Tuesday, December 24, 2024

A retention of faith

What does it mean to retain one's faith? Is it faith in oneself? in your community? in society? in others? in a deity of some sort? Do we have to have faith and trust in ourselves before we have it in our communities? Or is it the other way around? Might we not have faith in ourselves if we see no examples of it around us?

Following the election, I am troubled by what is a gradual unfolding of that faith in my country, in institutions that are supposed to be motivated by justice and common good instead of by avarice and personal vengeance. If this country is only about greed and selfishness, then I gradually find myself at odds with it, a stranger floating adrift among other strangers. And if I find community among strangers, how do you re-form (or reform) a community on the basis of beliefs you all thought everyone shared?

Does that crisis of faith in some abstract type of thing - a country as a concept - trickle down into other abstract notions like society? Does it trickle down into things of substance like communities or the people at the grocery store? to my students? to my family?

There are the communities I live in - in New Haven, in Buffalo, among faculty and students at UB, among friend groups in different parts of the world, among family. I have needed to touch each community to check again and again if they remain intact, clinging onto the fabric for a bit asking "Do you also still believe in kindness? in noble pursuits?"

And if selfishness abounds while knowledge languishes at the margins, I find myself struggling against so much lost hope. Do I believe that students are fundamentally interested in learning still? Do I believe that I can do anything to prevent academic dishonesty in a world of easy AI answers? Should I even bother trying? Do I believe that work in my research and my field is worth pursuing while universities, institutions, and society (that diaphanous term) might flippantly dismiss such endeavors as wasteful or impractical? Why does it feel like my careful little efforts are like planting trees in a forest fire?

Or does the despair and lack of faith only trickle up? Does the individual losing faith become nothing but a black hole sucking all others into their vortex? Is this the nature of where faith goes? And as communities become lost to these cults of individualism, what is left to hold onto?

Monday, December 2, 2024

Research

Did you discuss your project proposal? Have you talked about it with colleagues? Have you revised it? Have you mulled it over in the shower, on your walk, in the wee hours of the morning?

Have you requested funding from a grant source? Did it take you 1-2 months to write a proposal and work with your university to submit all the paperwork in time? Did you wait 6 months to hear back about whether you got funded? If you did get funded, did you wait another 3 months to start the research?

Did you write up your protocol for the institutional review board at your university (if the work involves human subjects)? Did you have to revise this? Did it take you 3-4 weeks and did you pull your hair out trying to answer their questions?

Once you had the research funds, did you train students as research assistants? did you design experiments and run them? Have you finished collecting all your data? Did you stay late at the university again doing so?

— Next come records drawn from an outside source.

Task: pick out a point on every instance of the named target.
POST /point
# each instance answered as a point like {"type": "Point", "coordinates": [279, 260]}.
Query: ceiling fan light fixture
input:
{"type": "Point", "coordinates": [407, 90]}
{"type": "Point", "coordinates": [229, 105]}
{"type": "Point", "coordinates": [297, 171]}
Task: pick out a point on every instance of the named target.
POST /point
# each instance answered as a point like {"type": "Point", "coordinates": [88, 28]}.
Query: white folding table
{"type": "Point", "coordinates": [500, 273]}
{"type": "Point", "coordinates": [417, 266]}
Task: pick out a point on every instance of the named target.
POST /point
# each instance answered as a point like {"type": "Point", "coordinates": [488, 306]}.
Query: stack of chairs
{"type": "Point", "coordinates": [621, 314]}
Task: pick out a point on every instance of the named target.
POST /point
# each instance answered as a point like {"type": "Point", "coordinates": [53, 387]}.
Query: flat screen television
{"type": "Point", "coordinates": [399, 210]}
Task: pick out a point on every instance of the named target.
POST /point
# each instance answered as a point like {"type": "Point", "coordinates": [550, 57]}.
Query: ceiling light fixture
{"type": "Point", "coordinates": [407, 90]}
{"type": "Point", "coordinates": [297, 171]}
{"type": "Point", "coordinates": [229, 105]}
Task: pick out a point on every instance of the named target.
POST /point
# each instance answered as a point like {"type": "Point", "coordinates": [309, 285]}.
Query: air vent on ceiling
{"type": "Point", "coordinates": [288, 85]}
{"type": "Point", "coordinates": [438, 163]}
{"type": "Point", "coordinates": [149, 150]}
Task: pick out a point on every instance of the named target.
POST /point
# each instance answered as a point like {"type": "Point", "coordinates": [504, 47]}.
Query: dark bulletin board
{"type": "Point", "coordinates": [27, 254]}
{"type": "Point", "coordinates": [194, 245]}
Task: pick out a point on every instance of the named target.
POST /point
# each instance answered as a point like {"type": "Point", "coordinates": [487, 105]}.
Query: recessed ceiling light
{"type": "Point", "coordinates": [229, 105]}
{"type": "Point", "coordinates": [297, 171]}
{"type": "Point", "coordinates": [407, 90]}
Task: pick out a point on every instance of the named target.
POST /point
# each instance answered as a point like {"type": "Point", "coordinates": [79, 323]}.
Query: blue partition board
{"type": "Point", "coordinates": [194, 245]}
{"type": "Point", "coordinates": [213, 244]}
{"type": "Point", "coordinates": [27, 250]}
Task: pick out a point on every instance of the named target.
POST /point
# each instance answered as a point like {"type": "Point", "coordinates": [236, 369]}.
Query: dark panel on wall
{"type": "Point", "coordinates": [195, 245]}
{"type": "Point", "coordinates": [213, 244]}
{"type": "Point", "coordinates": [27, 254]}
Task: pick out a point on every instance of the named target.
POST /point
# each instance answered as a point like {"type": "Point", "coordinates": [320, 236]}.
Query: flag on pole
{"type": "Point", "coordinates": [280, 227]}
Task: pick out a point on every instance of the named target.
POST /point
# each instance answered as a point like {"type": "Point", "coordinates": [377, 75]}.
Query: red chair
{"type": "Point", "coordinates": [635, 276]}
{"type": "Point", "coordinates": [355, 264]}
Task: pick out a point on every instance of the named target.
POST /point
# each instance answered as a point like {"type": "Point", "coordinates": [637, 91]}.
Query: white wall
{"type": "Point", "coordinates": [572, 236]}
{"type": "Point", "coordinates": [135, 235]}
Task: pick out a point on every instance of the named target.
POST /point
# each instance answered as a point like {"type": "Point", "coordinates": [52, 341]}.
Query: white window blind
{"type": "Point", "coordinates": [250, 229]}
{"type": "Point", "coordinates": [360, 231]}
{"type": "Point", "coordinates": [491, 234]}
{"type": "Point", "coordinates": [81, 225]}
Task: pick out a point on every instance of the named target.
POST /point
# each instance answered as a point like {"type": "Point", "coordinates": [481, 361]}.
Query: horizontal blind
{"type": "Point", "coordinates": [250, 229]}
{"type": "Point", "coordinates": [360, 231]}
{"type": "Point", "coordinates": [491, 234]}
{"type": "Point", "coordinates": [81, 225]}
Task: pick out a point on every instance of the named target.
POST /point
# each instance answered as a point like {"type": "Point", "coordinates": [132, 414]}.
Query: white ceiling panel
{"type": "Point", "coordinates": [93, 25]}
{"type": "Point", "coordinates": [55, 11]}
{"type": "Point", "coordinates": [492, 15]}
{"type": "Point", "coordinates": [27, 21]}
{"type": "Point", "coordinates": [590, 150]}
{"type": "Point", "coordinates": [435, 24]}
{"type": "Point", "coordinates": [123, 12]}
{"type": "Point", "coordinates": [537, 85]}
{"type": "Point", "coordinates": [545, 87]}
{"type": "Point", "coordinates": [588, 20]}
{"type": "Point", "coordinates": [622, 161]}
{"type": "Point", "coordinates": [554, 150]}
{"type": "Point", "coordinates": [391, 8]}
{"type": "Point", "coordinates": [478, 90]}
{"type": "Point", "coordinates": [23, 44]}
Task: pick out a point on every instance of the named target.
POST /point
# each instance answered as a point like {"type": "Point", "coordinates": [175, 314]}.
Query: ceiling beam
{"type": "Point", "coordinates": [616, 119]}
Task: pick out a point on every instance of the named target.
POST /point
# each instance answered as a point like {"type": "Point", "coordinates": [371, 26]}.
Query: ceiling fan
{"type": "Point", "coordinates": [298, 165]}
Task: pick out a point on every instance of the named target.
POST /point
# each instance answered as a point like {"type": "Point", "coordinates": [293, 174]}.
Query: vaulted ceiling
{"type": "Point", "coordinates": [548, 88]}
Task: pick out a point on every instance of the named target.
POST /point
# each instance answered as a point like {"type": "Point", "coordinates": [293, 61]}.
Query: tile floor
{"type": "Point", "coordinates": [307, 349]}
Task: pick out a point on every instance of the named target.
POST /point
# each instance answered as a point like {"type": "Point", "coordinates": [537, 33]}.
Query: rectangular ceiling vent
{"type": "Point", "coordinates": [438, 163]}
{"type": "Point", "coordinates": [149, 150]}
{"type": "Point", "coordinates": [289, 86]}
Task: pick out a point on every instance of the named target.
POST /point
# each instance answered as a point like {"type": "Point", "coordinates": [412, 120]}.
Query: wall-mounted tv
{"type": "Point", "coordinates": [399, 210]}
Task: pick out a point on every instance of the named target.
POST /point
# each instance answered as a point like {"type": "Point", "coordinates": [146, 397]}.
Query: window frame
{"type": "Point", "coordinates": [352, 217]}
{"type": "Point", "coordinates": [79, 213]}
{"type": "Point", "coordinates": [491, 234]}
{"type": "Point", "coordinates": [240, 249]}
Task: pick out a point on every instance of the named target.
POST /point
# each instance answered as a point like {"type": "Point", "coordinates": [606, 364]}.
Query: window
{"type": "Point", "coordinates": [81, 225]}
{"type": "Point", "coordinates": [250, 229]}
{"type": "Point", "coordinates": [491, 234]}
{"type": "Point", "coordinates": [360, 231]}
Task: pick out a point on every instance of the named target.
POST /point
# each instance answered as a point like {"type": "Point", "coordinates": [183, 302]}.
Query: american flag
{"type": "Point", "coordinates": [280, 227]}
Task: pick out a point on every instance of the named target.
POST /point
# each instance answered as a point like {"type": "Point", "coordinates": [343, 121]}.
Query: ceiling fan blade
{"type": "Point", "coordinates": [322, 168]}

Did you spend 6-9 months analyzing and re-analyzing your data, plotting your findings, doing statistics? Did you present these new findings at research conferences that you submitted to and then attended? Did your university not give you enough funds to attend the conference? Have you incorporated feedback from your colleagues now that you have findings?

Have you written up your results in a research paper and submit it to a peer-reviewed journal? Have you read the 10, 20, 30, 40 relevant articles that you cite in your background section? Are your findings well argued?

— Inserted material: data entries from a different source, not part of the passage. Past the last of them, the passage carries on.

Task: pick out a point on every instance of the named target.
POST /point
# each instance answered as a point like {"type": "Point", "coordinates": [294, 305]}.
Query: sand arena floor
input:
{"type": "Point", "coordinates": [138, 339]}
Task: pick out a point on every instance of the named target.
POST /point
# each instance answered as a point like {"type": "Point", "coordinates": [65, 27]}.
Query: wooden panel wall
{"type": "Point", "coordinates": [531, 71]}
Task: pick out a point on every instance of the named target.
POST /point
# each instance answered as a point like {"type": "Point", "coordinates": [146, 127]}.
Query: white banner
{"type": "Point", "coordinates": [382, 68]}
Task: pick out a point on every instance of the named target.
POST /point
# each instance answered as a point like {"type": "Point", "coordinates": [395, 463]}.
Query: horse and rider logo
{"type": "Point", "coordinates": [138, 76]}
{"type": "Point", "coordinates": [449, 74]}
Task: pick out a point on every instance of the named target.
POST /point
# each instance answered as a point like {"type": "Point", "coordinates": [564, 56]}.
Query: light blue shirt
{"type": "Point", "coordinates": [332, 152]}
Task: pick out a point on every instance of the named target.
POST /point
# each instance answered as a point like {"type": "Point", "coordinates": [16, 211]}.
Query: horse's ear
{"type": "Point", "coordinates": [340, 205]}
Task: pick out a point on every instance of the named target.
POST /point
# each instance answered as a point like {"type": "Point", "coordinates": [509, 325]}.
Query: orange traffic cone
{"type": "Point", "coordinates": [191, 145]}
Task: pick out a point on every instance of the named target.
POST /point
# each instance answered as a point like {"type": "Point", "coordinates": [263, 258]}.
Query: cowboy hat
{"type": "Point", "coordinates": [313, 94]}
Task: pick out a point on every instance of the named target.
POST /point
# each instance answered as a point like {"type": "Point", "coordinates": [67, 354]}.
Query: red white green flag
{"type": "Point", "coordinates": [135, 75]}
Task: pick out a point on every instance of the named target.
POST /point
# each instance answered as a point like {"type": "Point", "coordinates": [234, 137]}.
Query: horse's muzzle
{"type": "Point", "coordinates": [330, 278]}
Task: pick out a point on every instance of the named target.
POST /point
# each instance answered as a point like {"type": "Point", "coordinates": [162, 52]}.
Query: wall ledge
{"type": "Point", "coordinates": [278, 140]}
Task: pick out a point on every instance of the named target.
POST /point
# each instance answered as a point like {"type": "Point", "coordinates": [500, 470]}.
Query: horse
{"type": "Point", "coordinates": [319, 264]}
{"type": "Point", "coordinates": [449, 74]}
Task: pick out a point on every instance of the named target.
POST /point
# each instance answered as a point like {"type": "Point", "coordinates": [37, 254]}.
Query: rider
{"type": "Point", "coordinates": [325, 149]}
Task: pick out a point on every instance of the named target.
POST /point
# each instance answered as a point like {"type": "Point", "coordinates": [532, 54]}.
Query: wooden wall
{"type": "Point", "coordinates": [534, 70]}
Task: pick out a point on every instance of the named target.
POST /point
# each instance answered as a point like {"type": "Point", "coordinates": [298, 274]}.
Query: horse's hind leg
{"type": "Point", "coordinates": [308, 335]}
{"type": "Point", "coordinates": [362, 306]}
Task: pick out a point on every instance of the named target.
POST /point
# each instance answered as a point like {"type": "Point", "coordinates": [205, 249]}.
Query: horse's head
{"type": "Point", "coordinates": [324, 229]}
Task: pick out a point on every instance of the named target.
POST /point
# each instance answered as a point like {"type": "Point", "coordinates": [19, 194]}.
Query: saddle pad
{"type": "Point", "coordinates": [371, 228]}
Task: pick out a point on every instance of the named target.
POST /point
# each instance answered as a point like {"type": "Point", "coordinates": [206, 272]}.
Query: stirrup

Did you wait 3-4 months to hear back from the journal? If the journal's decision was "revise and resubmit" or "major revisions", did you spend 2-3 months revising your manuscript to address the reviewers' concerns? Did you pull your hair out doing this too?

Did you repeat this process above to revise it yet again? Did the journal give you reviewers that advised you to do more than last time? Do you have any hair left?

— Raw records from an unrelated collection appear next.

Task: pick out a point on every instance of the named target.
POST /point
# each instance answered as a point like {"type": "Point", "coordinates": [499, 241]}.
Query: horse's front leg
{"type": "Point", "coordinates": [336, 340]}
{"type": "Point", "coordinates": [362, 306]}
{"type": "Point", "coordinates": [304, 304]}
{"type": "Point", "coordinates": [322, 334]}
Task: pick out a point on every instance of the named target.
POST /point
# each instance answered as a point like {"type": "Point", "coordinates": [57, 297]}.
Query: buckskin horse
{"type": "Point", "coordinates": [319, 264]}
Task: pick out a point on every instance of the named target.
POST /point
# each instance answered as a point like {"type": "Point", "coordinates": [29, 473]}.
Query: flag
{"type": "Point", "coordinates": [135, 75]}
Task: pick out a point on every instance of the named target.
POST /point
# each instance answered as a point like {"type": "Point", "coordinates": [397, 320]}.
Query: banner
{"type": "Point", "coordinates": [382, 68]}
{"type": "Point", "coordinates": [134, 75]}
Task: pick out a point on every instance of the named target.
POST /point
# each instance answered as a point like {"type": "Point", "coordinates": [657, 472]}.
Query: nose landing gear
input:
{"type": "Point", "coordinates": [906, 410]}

If your paper was accepted after the 9-12 months for journal submission, review, and revision, did you also address all copyeditor commentary?

If this all has happened, congratulations, you have published an original piece of research. It took you 2-3 years and a huge amount of effort. Hopefully you can continue to do this on your grant.

Now, remind me, what was that again about your google "research" that you spent 30 minutes on?